The US Atlas project installed perfSONAR measurement servers at a number of sites, and configured bwctl to run tests every few hours. After a couple of days they noticed that for the path from the University of Michigan to Brookhaven National Laboratory, performance varied from 50-80 Mbps, but it was expected that this path should be capable of supporting 800 Mbps flows. The path traversed 4 networks: ESnet, Internet2, BNL, and UMich; any of which might have been the source of the trouble.

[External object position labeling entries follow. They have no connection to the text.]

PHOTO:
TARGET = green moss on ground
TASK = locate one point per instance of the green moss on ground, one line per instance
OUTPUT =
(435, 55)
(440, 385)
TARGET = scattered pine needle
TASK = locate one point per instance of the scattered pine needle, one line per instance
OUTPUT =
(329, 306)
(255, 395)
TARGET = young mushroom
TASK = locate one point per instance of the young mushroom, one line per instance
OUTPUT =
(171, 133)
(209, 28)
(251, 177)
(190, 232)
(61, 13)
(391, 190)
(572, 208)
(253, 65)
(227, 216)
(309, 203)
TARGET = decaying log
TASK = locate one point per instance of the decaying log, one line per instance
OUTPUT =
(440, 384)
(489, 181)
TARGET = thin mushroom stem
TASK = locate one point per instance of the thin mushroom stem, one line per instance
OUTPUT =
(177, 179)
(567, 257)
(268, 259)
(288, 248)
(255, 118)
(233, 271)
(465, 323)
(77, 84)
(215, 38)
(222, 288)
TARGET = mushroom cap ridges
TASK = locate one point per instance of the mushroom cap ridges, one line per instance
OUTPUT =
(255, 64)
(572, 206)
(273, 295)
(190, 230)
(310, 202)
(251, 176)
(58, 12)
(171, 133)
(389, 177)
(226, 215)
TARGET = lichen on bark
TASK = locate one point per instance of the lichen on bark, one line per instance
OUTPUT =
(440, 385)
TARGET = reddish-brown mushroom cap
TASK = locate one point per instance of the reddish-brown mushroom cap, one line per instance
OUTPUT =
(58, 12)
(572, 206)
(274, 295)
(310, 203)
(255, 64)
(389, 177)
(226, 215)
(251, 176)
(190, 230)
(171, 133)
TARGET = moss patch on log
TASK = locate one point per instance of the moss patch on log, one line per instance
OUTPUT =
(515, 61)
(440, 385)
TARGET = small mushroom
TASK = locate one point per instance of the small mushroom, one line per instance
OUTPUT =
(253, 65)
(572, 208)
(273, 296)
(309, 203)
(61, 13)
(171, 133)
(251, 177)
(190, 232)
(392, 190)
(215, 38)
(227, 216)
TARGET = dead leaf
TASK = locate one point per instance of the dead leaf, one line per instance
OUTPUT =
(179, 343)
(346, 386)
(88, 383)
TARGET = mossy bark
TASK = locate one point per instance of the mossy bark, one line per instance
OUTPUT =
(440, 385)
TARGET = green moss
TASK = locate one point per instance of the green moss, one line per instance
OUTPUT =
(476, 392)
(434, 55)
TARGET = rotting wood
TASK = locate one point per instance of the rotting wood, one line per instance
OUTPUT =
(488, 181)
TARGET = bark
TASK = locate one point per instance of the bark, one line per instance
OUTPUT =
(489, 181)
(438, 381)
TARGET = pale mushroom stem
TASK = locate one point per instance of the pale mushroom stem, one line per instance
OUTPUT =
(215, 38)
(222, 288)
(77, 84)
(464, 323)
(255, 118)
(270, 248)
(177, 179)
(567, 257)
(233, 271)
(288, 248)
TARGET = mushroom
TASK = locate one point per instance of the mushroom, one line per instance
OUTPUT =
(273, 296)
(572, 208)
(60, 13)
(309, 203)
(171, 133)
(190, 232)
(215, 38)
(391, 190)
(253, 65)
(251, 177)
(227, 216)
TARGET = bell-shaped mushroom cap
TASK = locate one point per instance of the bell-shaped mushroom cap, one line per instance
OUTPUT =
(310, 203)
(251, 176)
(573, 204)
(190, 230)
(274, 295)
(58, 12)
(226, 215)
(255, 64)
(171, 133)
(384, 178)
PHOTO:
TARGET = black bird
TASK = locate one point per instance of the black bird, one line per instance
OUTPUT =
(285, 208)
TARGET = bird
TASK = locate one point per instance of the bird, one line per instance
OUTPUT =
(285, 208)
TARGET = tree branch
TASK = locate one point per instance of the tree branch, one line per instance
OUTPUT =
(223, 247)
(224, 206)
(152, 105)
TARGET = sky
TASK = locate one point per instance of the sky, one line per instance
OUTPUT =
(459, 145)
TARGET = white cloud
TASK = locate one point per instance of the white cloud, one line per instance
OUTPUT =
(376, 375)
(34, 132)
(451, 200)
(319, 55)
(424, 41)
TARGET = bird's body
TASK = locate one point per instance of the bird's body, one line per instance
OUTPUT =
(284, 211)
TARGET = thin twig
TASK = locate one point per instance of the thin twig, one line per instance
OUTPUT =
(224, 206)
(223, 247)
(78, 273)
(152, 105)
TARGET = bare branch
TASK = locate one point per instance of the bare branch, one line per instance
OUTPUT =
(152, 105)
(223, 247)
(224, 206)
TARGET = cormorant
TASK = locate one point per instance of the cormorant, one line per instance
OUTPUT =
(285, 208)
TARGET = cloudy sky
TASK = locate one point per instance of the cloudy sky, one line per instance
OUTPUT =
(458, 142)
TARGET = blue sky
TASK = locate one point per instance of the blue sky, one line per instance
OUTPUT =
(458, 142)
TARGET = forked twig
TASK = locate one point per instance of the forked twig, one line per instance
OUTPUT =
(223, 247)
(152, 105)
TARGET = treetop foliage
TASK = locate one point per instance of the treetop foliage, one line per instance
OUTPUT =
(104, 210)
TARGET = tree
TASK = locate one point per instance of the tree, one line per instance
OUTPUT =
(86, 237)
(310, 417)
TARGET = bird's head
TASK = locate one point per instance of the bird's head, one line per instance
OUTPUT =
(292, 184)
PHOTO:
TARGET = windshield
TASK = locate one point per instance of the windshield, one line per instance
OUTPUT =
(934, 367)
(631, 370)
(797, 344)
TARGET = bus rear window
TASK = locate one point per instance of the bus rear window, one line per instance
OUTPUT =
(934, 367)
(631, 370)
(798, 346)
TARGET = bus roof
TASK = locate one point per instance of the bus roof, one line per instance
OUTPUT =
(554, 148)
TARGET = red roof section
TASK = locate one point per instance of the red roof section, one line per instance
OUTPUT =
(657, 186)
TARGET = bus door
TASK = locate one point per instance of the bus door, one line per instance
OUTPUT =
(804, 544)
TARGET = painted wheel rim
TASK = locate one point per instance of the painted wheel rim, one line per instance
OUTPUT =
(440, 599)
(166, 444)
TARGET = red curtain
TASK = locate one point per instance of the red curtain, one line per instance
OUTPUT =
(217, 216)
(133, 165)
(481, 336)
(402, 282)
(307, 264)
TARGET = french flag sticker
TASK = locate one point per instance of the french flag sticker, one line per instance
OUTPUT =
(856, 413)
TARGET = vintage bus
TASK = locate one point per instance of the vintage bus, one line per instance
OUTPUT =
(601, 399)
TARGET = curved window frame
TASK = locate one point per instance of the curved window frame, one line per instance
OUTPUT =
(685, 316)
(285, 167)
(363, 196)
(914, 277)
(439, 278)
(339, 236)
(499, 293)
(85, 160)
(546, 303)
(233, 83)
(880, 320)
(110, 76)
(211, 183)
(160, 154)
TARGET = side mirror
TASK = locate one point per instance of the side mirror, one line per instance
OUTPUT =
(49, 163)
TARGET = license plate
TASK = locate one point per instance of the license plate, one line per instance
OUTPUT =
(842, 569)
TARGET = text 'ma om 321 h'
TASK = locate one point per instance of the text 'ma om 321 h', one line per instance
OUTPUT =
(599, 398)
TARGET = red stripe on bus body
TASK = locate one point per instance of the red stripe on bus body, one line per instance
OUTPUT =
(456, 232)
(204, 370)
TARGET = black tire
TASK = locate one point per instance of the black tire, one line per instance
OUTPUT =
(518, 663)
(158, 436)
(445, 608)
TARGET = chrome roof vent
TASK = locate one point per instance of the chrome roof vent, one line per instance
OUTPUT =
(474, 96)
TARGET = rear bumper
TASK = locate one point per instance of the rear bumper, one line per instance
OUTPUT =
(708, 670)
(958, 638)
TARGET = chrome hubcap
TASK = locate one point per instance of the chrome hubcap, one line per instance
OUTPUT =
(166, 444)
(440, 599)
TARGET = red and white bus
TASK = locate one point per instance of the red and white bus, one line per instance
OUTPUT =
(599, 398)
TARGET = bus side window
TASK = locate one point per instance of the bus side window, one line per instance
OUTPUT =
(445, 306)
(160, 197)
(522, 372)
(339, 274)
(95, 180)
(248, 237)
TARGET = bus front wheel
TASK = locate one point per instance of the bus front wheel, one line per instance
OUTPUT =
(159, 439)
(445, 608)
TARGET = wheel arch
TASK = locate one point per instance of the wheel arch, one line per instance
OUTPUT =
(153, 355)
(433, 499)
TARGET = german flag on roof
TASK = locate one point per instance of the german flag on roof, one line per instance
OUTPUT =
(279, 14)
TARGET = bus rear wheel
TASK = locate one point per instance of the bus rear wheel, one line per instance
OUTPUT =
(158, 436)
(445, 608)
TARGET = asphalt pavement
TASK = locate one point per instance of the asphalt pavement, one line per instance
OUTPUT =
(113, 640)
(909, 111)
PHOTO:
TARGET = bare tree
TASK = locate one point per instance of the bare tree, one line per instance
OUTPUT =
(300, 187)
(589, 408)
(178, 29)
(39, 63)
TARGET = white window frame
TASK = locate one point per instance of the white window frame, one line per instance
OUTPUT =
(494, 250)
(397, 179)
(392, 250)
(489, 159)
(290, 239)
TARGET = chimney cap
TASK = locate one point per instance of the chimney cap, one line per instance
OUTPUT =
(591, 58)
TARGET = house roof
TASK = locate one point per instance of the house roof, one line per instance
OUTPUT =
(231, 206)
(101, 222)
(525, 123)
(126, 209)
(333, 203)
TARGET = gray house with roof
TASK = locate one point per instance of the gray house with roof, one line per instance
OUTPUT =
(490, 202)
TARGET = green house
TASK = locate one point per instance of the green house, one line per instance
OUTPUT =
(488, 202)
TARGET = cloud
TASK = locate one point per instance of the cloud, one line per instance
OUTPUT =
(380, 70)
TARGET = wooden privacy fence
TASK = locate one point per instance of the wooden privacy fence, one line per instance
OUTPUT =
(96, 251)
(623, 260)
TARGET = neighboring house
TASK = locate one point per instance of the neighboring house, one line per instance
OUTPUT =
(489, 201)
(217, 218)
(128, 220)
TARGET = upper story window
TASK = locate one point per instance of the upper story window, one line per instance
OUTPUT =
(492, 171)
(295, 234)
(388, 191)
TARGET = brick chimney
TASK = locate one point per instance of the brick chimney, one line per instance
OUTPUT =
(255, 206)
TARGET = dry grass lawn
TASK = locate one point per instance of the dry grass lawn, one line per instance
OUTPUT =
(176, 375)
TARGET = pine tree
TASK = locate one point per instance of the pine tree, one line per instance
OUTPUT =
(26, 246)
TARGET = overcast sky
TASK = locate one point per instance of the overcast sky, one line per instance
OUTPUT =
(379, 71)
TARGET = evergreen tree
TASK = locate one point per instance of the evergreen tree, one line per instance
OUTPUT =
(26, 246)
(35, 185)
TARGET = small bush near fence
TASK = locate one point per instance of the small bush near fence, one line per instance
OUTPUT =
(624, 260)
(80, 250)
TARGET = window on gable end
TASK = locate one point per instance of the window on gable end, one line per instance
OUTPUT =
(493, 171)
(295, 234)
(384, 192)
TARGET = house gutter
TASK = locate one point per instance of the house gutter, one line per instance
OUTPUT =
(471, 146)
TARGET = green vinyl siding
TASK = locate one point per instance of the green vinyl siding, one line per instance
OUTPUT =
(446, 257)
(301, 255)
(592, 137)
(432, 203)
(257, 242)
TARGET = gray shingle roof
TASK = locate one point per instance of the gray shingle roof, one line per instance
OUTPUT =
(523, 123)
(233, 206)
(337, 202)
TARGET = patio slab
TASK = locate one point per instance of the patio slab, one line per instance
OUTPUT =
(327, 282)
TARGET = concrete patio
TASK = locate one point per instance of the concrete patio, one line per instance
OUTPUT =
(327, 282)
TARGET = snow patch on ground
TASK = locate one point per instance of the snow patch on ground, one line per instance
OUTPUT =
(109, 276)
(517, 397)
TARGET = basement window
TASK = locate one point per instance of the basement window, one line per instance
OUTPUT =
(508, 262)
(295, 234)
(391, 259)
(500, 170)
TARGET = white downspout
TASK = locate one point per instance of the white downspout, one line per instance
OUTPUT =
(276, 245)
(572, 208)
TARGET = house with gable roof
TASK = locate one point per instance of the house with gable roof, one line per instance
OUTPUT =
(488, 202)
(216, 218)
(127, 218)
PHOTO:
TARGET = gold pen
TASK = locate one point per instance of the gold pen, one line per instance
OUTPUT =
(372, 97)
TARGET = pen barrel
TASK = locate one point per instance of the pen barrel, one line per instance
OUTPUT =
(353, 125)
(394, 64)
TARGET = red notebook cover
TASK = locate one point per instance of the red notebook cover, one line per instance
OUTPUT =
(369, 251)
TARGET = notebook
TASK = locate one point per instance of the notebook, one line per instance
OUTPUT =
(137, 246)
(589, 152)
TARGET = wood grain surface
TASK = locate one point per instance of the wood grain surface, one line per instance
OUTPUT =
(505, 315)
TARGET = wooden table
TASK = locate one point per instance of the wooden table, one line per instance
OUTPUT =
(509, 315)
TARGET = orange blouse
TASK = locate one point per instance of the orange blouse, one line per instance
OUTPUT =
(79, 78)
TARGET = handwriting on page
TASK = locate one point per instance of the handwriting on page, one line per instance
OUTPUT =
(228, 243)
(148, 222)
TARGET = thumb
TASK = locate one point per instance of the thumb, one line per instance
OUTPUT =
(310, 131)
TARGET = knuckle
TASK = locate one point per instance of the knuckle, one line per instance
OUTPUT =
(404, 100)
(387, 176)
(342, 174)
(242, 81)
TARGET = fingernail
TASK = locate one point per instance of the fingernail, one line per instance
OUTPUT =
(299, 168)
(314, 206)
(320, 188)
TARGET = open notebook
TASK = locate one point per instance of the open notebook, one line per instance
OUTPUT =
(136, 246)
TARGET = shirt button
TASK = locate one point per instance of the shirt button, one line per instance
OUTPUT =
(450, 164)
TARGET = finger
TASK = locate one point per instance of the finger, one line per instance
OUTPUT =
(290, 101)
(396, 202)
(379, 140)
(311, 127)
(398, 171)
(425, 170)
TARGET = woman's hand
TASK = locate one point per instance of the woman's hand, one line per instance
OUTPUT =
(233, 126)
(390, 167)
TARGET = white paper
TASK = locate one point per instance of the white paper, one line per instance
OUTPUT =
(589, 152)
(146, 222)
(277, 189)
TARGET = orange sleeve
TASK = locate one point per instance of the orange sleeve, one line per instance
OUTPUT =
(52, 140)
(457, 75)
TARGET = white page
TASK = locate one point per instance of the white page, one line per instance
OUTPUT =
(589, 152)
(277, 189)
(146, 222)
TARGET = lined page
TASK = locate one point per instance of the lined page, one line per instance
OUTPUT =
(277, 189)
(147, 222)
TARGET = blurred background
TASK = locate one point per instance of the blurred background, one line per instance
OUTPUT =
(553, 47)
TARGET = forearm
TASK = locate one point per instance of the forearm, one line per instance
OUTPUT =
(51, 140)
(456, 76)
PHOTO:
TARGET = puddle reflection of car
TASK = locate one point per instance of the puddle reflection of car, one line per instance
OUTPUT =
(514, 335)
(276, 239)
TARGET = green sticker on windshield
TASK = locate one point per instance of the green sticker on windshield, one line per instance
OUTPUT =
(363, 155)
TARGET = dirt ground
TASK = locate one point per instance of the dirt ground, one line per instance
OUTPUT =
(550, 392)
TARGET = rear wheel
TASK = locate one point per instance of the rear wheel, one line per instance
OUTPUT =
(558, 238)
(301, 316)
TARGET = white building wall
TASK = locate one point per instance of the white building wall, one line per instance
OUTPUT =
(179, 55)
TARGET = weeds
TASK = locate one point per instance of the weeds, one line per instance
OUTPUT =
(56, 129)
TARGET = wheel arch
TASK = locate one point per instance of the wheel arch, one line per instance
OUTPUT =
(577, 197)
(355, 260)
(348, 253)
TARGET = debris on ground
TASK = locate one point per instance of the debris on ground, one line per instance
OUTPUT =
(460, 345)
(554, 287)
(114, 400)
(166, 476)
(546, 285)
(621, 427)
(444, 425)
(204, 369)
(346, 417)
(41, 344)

Luckily there are several perfSONAR measurement hosts along the path, so it was easy to eliminate potential sources of trouble. Regular tests from bnl-pt1.es.net (Brookhaven) to chic-pt1.es.net (Chicago) showed no problems. bnl-pt1.es.net to lhcmon.bnl.gov also showed no problems. However psum02.aglt2.org (Michigan) to chic-pt1.es.net showed that something was wrong with this segment of the path.
This problem was not an easy one to find. There were no error counters incrementally tabulating errors for this. It turns out that the Cisco Express Forwarding (in a Cisco 6509) had an IPv4 fault status, probably due to a routing table overflow. A hard reset of this switch fixed the problem, and performance went to 900 Mbps, as shown in this plot.